Wednesday, April 1, 2009

Dinner Conversations

First off I will preface that I hate Wednesdays. I hate them because I have all the responsibility that is usually heaped on my wife's shoulders. I'm responsible for the homework, cooking, showers, and of course the dinner conversations. Now realize the old lady already prepares the meal or at least leaves detailed instructions that ensures proper nourishment. All is literally taken care of before Wednesday even arrives. I'm a hater of the hump day.  My wife or The Chosen One as she will be referred to on this blog teaches a class on this wretched day and works very late. When the semester dies so does my hatred for Wednesday's. 

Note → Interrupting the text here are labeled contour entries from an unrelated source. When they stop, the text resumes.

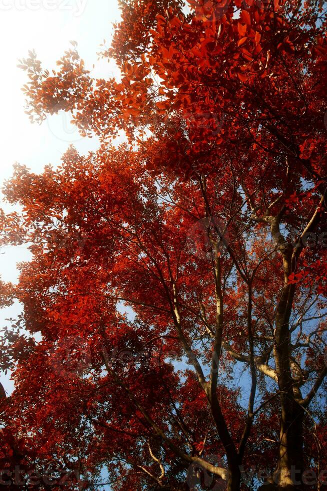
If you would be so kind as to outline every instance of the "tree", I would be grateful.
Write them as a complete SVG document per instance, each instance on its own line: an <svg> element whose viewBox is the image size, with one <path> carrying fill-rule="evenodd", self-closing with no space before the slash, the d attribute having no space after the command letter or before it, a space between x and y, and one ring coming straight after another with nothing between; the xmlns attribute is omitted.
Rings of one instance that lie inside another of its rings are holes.
<svg viewBox="0 0 327 491"><path fill-rule="evenodd" d="M120 80L93 80L75 43L51 76L22 61L31 120L70 112L100 146L6 184L22 211L2 213L2 242L32 260L2 287L24 307L3 338L2 431L72 489L105 466L116 489L312 488L327 464L324 6L120 3L103 54Z"/></svg>

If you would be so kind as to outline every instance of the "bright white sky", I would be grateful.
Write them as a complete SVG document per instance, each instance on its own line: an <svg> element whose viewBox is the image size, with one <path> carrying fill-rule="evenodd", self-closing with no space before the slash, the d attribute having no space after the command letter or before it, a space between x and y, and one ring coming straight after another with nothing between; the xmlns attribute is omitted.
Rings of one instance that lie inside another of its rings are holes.
<svg viewBox="0 0 327 491"><path fill-rule="evenodd" d="M98 146L96 139L80 138L66 114L50 116L40 126L30 123L24 113L21 90L27 78L26 73L16 67L18 59L26 58L28 50L34 49L44 68L55 69L56 61L72 47L70 41L74 40L93 76L112 77L116 73L114 64L98 61L96 53L104 40L110 44L112 23L120 17L117 0L0 0L1 187L12 175L16 162L40 172L46 164L58 165L61 155L70 143L82 153ZM2 279L15 283L16 263L29 257L23 248L2 248L0 251ZM5 318L14 318L20 310L19 305L16 305L0 311L0 326ZM12 390L8 376L0 374L0 381L8 391Z"/></svg>

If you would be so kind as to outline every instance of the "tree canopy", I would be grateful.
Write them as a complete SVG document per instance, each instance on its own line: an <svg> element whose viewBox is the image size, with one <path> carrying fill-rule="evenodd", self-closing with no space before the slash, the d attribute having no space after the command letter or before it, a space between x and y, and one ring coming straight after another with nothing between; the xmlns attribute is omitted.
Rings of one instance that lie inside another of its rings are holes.
<svg viewBox="0 0 327 491"><path fill-rule="evenodd" d="M326 5L120 4L120 79L74 43L52 71L21 61L31 120L70 112L100 144L6 184L1 242L32 259L0 285L22 306L1 468L28 489L323 488Z"/></svg>

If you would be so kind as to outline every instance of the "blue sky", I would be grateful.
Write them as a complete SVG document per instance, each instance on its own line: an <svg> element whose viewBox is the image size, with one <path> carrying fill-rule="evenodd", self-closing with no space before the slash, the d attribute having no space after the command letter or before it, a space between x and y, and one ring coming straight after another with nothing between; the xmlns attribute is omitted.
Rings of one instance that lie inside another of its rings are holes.
<svg viewBox="0 0 327 491"><path fill-rule="evenodd" d="M40 126L30 124L24 113L21 90L26 75L17 68L18 59L26 57L28 50L34 49L44 68L55 69L56 61L72 47L70 42L74 40L93 76L114 76L117 74L114 63L98 60L96 54L104 40L110 45L112 24L120 17L117 0L0 0L0 187L12 174L16 162L40 172L47 164L59 165L70 143L85 153L98 145L96 138L82 139L66 113L50 116ZM10 209L6 203L2 206L6 211ZM2 280L16 282L16 264L29 258L23 247L0 249ZM6 318L14 318L20 310L19 305L15 305L0 311L0 325L6 322ZM8 375L0 374L0 381L8 392L12 390Z"/></svg>

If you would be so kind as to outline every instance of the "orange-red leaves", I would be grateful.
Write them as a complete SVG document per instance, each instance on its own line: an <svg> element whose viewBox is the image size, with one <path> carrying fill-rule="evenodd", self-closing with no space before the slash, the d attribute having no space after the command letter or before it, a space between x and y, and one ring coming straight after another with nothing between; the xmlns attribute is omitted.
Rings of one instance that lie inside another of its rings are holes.
<svg viewBox="0 0 327 491"><path fill-rule="evenodd" d="M245 42L248 39L248 38L245 36L244 38L241 38L238 42L238 46L242 46L242 44L244 44Z"/></svg>
<svg viewBox="0 0 327 491"><path fill-rule="evenodd" d="M243 37L245 36L246 32L246 25L241 24L240 22L238 23L238 31L240 36Z"/></svg>
<svg viewBox="0 0 327 491"><path fill-rule="evenodd" d="M240 18L242 21L248 26L251 25L251 18L250 15L246 10L242 10L240 13Z"/></svg>
<svg viewBox="0 0 327 491"><path fill-rule="evenodd" d="M242 73L240 72L238 72L238 76L241 82L246 82L250 78L249 75Z"/></svg>

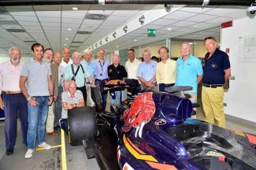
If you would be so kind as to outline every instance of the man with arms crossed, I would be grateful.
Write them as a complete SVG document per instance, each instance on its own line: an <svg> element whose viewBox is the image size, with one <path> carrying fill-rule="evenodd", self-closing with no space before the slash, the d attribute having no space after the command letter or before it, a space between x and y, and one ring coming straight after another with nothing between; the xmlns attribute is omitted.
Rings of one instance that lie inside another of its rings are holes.
<svg viewBox="0 0 256 170"><path fill-rule="evenodd" d="M219 127L225 127L224 113L223 84L231 75L228 56L218 50L217 42L213 37L205 39L205 46L208 53L205 56L203 68L202 104L205 113L205 121Z"/></svg>
<svg viewBox="0 0 256 170"><path fill-rule="evenodd" d="M13 153L17 135L17 120L19 113L23 142L27 145L28 102L21 93L19 82L21 67L21 51L9 50L9 61L0 65L0 108L5 111L6 154Z"/></svg>
<svg viewBox="0 0 256 170"><path fill-rule="evenodd" d="M176 76L176 86L191 86L191 91L184 91L191 95L189 98L192 103L197 102L197 88L202 77L202 68L201 61L190 54L191 47L188 42L181 44L182 57L176 61L177 72Z"/></svg>
<svg viewBox="0 0 256 170"><path fill-rule="evenodd" d="M43 46L35 43L32 51L34 58L23 65L20 79L20 90L28 102L28 151L25 158L32 157L36 140L39 147L50 149L50 146L45 142L45 128L48 105L51 105L54 99L50 65L43 61Z"/></svg>

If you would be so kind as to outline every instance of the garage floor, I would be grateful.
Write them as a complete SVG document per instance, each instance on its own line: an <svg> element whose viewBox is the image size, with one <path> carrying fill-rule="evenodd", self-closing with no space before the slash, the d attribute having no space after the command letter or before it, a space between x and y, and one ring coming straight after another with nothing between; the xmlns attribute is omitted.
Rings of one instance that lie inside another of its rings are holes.
<svg viewBox="0 0 256 170"><path fill-rule="evenodd" d="M198 101L200 99L198 98ZM197 118L203 120L202 108L197 109ZM20 126L18 126L20 127ZM255 127L245 124L241 121L227 119L227 128L240 130L256 134ZM60 134L60 133L59 133ZM49 150L39 150L34 153L31 159L24 157L27 149L21 142L21 131L17 131L17 139L14 154L7 157L5 154L4 121L0 121L0 169L1 170L58 170L61 169L61 135L53 137L46 135L46 142L56 148ZM98 170L99 169L95 158L88 160L83 146L71 146L65 137L66 150L67 169L72 170Z"/></svg>

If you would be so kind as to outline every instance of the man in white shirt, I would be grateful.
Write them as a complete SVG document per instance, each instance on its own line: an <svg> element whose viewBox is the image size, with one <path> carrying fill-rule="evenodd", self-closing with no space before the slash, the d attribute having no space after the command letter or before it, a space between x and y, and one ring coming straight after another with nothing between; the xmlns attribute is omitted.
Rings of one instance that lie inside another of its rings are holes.
<svg viewBox="0 0 256 170"><path fill-rule="evenodd" d="M27 145L28 102L19 87L21 67L21 50L9 50L9 61L0 64L0 108L5 110L6 154L13 153L17 136L17 120L19 113L22 141ZM2 139L3 140L3 139Z"/></svg>
<svg viewBox="0 0 256 170"><path fill-rule="evenodd" d="M129 57L129 60L125 63L125 69L128 73L128 78L138 79L138 68L141 61L135 58L133 49L129 49L127 52Z"/></svg>

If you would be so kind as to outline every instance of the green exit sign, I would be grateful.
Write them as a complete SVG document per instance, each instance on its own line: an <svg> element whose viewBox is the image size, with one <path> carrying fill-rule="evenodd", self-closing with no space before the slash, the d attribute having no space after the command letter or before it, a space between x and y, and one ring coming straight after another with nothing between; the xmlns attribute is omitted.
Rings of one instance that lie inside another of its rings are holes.
<svg viewBox="0 0 256 170"><path fill-rule="evenodd" d="M147 36L155 36L156 33L155 29L147 29Z"/></svg>

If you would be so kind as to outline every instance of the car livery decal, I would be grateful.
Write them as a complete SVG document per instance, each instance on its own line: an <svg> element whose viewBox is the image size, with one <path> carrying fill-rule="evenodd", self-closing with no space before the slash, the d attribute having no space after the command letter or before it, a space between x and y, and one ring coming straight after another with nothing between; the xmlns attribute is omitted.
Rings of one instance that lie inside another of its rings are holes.
<svg viewBox="0 0 256 170"><path fill-rule="evenodd" d="M146 154L143 150L139 150L132 142L126 138L125 134L123 135L123 141L127 150L133 155L136 159L144 160L145 162L151 168L158 170L176 170L177 168L173 164L161 164L152 155ZM126 164L126 163L125 163ZM124 165L125 165L124 164ZM123 167L123 169L124 168ZM129 168L126 168L129 169Z"/></svg>

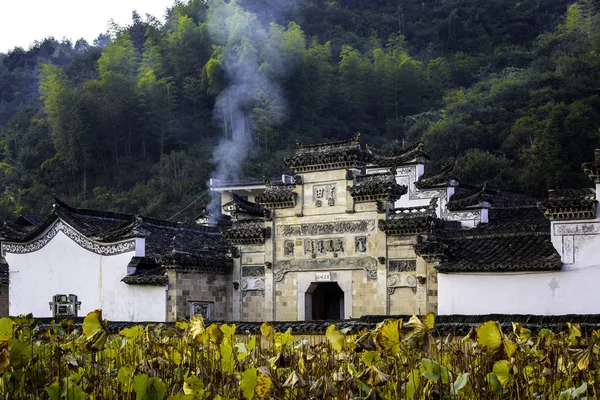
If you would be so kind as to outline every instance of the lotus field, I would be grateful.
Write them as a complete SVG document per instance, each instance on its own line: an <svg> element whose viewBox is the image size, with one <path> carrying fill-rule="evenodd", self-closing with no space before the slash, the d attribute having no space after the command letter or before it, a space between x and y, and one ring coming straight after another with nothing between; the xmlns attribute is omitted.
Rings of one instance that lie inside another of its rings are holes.
<svg viewBox="0 0 600 400"><path fill-rule="evenodd" d="M64 320L0 319L4 399L585 399L599 398L600 331L537 335L489 321L436 335L435 315L356 333L328 327L260 335L201 317L109 334L101 311Z"/></svg>

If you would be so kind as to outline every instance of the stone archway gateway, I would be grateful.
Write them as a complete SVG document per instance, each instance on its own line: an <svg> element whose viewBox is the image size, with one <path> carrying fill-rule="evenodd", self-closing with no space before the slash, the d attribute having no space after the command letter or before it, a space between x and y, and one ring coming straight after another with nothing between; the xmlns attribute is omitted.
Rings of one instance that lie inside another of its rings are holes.
<svg viewBox="0 0 600 400"><path fill-rule="evenodd" d="M305 293L305 320L344 319L344 291L337 282L313 282Z"/></svg>

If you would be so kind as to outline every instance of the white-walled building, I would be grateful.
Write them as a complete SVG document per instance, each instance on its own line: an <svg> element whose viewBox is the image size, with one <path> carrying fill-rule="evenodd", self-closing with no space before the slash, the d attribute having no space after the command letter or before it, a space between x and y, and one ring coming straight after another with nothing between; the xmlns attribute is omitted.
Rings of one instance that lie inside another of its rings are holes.
<svg viewBox="0 0 600 400"><path fill-rule="evenodd" d="M486 226L443 239L440 314L600 313L600 152L583 168L596 187L551 190L538 204L546 220L491 209Z"/></svg>
<svg viewBox="0 0 600 400"><path fill-rule="evenodd" d="M9 313L167 321L190 309L226 319L231 246L217 228L69 207L4 232Z"/></svg>
<svg viewBox="0 0 600 400"><path fill-rule="evenodd" d="M600 314L600 152L584 165L596 189L539 204L451 166L424 174L427 160L420 145L385 154L358 137L299 145L281 179L211 180L223 214L194 226L57 200L0 230L0 303L8 287L10 314L36 317Z"/></svg>

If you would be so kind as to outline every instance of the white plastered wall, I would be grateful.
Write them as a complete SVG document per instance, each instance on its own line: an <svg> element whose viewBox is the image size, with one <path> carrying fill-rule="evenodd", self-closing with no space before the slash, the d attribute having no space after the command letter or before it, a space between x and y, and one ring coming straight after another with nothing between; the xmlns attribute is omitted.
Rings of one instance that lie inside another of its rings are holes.
<svg viewBox="0 0 600 400"><path fill-rule="evenodd" d="M438 274L438 312L600 314L600 266L538 273Z"/></svg>
<svg viewBox="0 0 600 400"><path fill-rule="evenodd" d="M103 318L113 321L165 321L166 287L121 282L134 254L102 256L62 231L35 252L7 253L10 315L51 317L52 296L75 294L81 301L80 316L102 309Z"/></svg>

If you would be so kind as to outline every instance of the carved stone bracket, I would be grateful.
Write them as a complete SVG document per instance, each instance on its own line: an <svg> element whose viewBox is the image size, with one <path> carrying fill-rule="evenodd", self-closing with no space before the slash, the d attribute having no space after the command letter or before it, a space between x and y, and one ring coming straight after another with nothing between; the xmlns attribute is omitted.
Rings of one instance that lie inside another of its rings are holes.
<svg viewBox="0 0 600 400"><path fill-rule="evenodd" d="M127 240L119 243L104 244L94 242L61 220L57 221L52 227L38 239L29 243L2 243L2 254L26 254L33 253L46 246L58 232L64 233L68 238L77 243L82 248L103 256L112 256L127 253L135 250L135 240Z"/></svg>
<svg viewBox="0 0 600 400"><path fill-rule="evenodd" d="M377 279L377 260L373 257L341 257L334 259L289 260L275 264L273 279L283 281L288 272L364 270L369 279Z"/></svg>
<svg viewBox="0 0 600 400"><path fill-rule="evenodd" d="M417 278L414 275L389 275L387 279L388 294L394 294L396 288L410 288L413 293L417 293Z"/></svg>

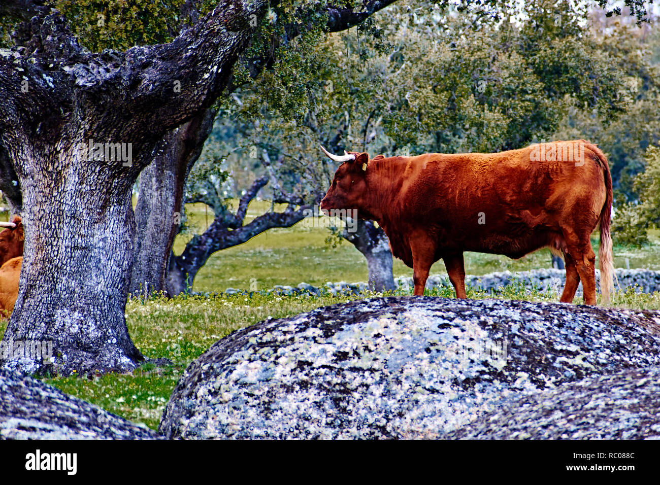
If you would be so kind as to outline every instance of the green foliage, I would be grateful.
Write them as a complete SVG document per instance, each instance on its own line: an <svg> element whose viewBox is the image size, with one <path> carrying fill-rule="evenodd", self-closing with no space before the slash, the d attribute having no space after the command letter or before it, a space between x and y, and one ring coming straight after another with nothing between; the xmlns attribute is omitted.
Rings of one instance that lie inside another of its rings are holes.
<svg viewBox="0 0 660 485"><path fill-rule="evenodd" d="M92 52L163 44L179 31L183 0L56 0L81 44Z"/></svg>
<svg viewBox="0 0 660 485"><path fill-rule="evenodd" d="M646 168L633 184L638 201L626 203L614 217L612 231L618 244L647 244L648 228L660 222L660 146L649 146L645 158Z"/></svg>

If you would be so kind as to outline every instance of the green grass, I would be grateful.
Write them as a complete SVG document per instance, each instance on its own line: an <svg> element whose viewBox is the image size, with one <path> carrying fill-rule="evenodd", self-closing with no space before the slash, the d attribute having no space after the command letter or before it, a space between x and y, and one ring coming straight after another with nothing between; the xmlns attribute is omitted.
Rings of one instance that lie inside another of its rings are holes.
<svg viewBox="0 0 660 485"><path fill-rule="evenodd" d="M409 294L398 291L396 294ZM441 288L426 294L453 298L453 290ZM470 298L492 298L481 290L467 288ZM232 332L269 317L281 318L319 306L374 296L180 296L131 298L126 307L129 332L140 350L149 358L166 358L164 368L147 365L131 374L108 374L44 379L63 392L92 403L127 420L157 429L165 404L183 370L218 340ZM534 302L556 302L557 296L521 284L502 288L496 298ZM574 303L581 303L576 299ZM613 304L624 308L660 309L660 292L636 294L632 288L615 294ZM5 321L6 322L6 321ZM0 335L6 323L0 323Z"/></svg>
<svg viewBox="0 0 660 485"><path fill-rule="evenodd" d="M203 206L191 209L191 221L201 230L205 220ZM255 201L250 207L249 217L267 209L266 203ZM209 218L212 214L209 213ZM366 265L364 257L352 245L344 242L336 248L325 243L328 234L322 228L298 226L278 229L261 234L249 242L214 255L195 280L195 290L216 292L231 286L248 288L255 278L260 290L275 284L295 285L301 281L321 286L327 281L364 281ZM180 236L176 251L182 250L186 238ZM651 234L653 245L642 249L615 248L617 266L660 269L657 257L658 232ZM593 240L597 245L597 236ZM495 271L512 271L548 267L550 255L538 251L520 260L504 257L468 253L466 270L480 275ZM442 274L442 263L433 273ZM397 276L411 276L412 270L401 261L395 263ZM404 294L399 291L397 294ZM426 291L430 296L453 298L453 289L441 288ZM489 298L484 292L467 288L471 298ZM126 320L131 337L148 358L166 358L173 364L164 368L145 366L131 374L109 374L90 379L78 377L44 379L64 392L95 404L131 421L156 429L165 404L182 372L220 339L235 330L263 320L280 318L308 311L325 305L373 296L320 297L265 296L255 294L251 298L244 296L211 295L180 296L171 300L152 298L131 298L126 307ZM526 290L520 284L501 289L496 298L529 301L558 301L556 295L535 290ZM581 303L576 299L574 303ZM625 308L660 309L660 293L636 294L632 288L615 294L614 306ZM0 321L0 336L6 321Z"/></svg>
<svg viewBox="0 0 660 485"><path fill-rule="evenodd" d="M253 201L248 207L246 223L269 209L264 201ZM283 210L283 207L279 208ZM197 232L205 230L213 220L208 220L203 204L187 207L191 226ZM295 286L305 282L321 286L327 282L353 282L367 280L367 265L364 256L350 243L344 241L332 247L325 243L329 231L323 227L308 228L298 223L288 228L273 229L253 238L249 242L213 255L199 271L193 289L197 292L220 292L227 288L257 290L276 284ZM642 249L614 248L615 267L647 268L660 270L660 231L650 232L651 245ZM180 254L189 235L179 236L174 252ZM598 253L597 234L592 238L594 251ZM550 254L541 249L520 259L506 256L465 253L465 271L469 275L484 275L494 271L524 271L550 267ZM400 260L395 259L395 276L412 276L412 270ZM431 269L432 274L446 275L442 261Z"/></svg>

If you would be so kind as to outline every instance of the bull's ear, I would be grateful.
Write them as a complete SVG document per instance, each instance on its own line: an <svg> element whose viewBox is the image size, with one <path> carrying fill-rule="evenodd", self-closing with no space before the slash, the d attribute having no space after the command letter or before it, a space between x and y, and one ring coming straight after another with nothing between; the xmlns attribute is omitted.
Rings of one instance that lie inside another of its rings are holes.
<svg viewBox="0 0 660 485"><path fill-rule="evenodd" d="M356 153L355 157L355 166L360 167L362 170L367 170L367 164L369 163L368 153Z"/></svg>

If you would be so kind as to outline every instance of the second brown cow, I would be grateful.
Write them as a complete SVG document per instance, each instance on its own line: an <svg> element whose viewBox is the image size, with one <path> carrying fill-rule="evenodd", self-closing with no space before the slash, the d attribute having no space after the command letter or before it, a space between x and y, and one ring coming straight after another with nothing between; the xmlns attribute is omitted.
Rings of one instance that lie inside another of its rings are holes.
<svg viewBox="0 0 660 485"><path fill-rule="evenodd" d="M323 152L342 164L321 209L356 209L377 222L392 253L413 269L415 295L443 259L456 296L465 298L466 251L519 258L544 247L563 253L573 301L596 304L595 254L590 236L600 224L603 304L612 290L607 160L584 140L537 144L500 153L426 154L370 159L367 153Z"/></svg>

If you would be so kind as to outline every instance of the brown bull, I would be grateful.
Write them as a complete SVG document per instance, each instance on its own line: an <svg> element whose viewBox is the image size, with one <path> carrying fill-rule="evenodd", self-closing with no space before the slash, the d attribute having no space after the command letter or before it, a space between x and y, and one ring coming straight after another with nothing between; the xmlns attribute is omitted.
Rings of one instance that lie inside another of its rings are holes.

Wednesday does not only bring pain and suffering to me it also bears the fruits of some damn good conversation between me and the girls. Tonight we discussed poop while eating spaghetti and meatballs. This topic would have never been even brought up if The Chosen One was here. We got on it by talking about how everything costs money. For some reason I asked how was poop made. The little one said "we buy and eat brown stuff." I said "yea but all the stuff we buy and eat aren't brown. So where does it come from then?" I wanted to keep going. I was thoroughly being entertained. It took a seven year old to finally put the kibosh on all the poop talk. The point that I was trying to make was that we pay for food then we poop it out and in essence we pay for poop. It's logic from a fourteen year old.

Shortly after our wonderful dialogue on digestion the little one asked me if we have any compost piles, heaps or whatever the hell she was talking about. I knew it was something organic or good for Mother Earth. As a person who doesn't but should care more about the environment I acted like I knew what she was saying. I said no, so of course she was appalled and wanted immediately to know why we didn't. The little poem writing tree hugger became vicious and assaulted me with questions on why we don't reduce, recycle and reuse more. I took her in the garage and showed her the recycle bin to pipe her down. I said "See? Look at all those beer bottles daddy put in there!" She finally followed her advice and reduced her own carbon dioxide emissions and stopped yelling at me. 


1 comment:

  1. Mr. Green, doing your part! At least you recycle. We also have tree-hugger children, but their father believes recycling is a government based conspiracy that only generates more cash for the boys in charge and does nothing for the environment. The kids are outraged by this. I tell them, we're doing our part, we never throw trash onto the highway and Daddy only dumps the motor oil into the ground, not into the lake. So there. Well done, my friend.